Sabiduría 18, 6-9; Sal 32, 1 y 12. 18-19. 20 y 22 ; Hebreos 11, 1-2. 8-19; san Lucas 12, 32-48

“La fe es seguridad de lo que se espera, y prueba de lo que no se ve”. Estas palabras de la lectura de la misa y que corresponden a la Carta a los Hebreos, son un antesala perfecta para lo que nos va a pedir el Señor en el Evangelio de hoy. Porque el Señor nos pide tener una actitud de vida, un comportamiento de fondo, que se suele denominar en el lenguaje cristiano “abandono en las manos de Dios”.
Fijaros en lo que acabamos de leer: “Vended vuestros bienes y dad limosna”. Vivimos en un mundo en donde uno no se puede quedar así, sin nada; no sólo desde el punto de vista económico, sino que lo que Dios nos pide es que no pongamos la vista “en las cosas de la tierra sino en las cosas de arriba”: quiere que vivamos en la tierra almacenando riquezas que nos podamos llevar al Cielo. Hay que vivir valorando lo único que importa o, como dice el Evangelio, tener “las talegas” llenas de buenas obras, de tesoros que sí nos podemos llevar allí “donde no se acercan los ladrones ni roe la polilla”. No habrá entonces peligro de perdernos jamás.
Pero aquí viene lo más importante: esa actitud ante la vida no la debemos adoptar por razón de una pobreza por la pobreza, o un abandono en una idea más o menos interesante. No. El Señor lo que desea, lo que hoy, en el Evangelio de la Misa nos recuerda, es que debemos de poner nuestra mente, nuestra atención, en las cosas que llenan el corazón “porque donde está vuestro tesoro allí estará también vuestro corazón”. Quiere de nosotros el corazón; al final de los tiempos no entrarán en el Reino de los cielos los más ricos, los más guapos, los más simpáticos, o los que más hayan salido en la televisión, sino los que tengan el corazón puesto en Dios: “Dame hijo mío, tu corazón”, “un corazón contrito y humillado yo no lo despreciaré”.

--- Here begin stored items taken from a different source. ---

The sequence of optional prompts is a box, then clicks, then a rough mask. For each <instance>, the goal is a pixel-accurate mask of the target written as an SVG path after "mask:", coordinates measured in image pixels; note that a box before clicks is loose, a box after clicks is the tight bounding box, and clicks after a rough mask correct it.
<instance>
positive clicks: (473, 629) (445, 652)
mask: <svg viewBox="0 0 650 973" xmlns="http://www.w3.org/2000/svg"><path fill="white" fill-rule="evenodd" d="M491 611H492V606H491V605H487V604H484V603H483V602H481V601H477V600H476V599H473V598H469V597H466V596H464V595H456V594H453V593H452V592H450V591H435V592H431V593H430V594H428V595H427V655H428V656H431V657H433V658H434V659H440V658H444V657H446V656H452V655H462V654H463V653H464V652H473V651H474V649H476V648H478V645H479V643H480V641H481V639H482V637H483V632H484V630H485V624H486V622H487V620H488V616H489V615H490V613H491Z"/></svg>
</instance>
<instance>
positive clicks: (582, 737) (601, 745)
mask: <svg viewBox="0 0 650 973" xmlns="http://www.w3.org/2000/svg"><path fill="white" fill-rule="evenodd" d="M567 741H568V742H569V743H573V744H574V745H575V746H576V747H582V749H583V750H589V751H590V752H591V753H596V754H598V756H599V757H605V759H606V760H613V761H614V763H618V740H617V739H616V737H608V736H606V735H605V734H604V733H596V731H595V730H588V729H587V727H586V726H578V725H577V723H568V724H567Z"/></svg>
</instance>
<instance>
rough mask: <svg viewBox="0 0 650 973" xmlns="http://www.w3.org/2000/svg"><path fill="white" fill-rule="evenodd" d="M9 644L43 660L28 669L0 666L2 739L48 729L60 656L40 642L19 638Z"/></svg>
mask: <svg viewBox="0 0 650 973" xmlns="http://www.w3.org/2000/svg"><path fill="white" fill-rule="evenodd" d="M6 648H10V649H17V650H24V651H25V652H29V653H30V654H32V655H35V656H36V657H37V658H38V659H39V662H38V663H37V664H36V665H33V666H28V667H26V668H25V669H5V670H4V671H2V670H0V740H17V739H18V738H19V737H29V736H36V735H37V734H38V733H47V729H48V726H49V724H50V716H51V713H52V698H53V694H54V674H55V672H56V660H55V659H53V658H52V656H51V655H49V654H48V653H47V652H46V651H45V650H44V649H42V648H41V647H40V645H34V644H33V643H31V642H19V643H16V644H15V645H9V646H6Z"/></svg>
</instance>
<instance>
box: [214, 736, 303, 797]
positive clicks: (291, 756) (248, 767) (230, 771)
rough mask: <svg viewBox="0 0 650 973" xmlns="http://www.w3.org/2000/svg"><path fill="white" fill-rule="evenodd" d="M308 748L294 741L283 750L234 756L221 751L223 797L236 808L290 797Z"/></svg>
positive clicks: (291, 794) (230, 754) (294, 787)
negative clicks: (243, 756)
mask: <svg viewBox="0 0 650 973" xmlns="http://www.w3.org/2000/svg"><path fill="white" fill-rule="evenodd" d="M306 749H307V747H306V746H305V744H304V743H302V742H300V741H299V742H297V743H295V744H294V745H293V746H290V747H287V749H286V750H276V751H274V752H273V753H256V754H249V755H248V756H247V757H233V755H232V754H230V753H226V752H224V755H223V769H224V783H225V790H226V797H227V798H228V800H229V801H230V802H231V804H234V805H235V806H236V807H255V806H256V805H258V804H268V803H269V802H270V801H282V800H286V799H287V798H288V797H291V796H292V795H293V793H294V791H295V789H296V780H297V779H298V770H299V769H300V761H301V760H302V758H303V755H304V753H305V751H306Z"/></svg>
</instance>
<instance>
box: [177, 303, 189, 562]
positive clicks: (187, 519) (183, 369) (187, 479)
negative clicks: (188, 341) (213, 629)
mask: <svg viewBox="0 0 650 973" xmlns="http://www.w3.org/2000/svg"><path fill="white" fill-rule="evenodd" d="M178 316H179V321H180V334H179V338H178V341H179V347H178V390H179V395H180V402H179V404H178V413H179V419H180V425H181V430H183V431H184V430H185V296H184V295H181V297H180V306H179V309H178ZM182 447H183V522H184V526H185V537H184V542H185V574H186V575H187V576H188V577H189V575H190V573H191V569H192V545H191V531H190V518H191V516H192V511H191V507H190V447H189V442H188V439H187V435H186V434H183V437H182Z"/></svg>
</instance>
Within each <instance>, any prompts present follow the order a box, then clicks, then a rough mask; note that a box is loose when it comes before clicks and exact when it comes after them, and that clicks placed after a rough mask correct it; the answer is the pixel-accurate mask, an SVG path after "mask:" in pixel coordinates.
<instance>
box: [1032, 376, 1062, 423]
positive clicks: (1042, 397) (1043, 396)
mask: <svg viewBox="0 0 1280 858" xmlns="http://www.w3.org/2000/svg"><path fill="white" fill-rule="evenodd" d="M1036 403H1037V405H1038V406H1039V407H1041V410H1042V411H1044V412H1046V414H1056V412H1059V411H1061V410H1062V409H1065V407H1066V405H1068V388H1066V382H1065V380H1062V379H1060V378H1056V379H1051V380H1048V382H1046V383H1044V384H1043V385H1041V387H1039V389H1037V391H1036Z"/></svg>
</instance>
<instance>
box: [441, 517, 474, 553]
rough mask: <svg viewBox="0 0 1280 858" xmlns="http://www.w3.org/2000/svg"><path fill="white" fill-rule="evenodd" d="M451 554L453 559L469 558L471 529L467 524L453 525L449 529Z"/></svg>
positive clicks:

Esto es estar preparado. Preparado es aquel que tiene “ceñida la cintura y encendidas las lámparas”. Nos insiste Jesucristo: “Vosotros estad como los que aguardan a que su señor vuelva de la boda, para abrirle apenas venga y llame”. Es un modo de hablar casi reiterativo: “Dichoso el criado a quien su amo, al llegar, lo encuentre portándose así. Os aseguro que lo pondrá al frente de todos sus bienes”. Los “bienes” de ese “amo”, como bien sabemos, son la dicha y la alegría para siempre en el cielo.
La conclusión es una: hemos de vivir cumpliendo, aunque cuesten, los mandamientos de la Ley de Dios, y amar de verdad al prójimo. Como nos advierte el Señor, se trata de vivir honradamente cara a Dios, y sirviendo a los demás. Si vivimos así, seremos dichosos, tan dichoso como “el criado a quien su amo, al llegar, lo encuentre portándose así. Os aseguro que lo pondrá al frente de todos sus bienes”.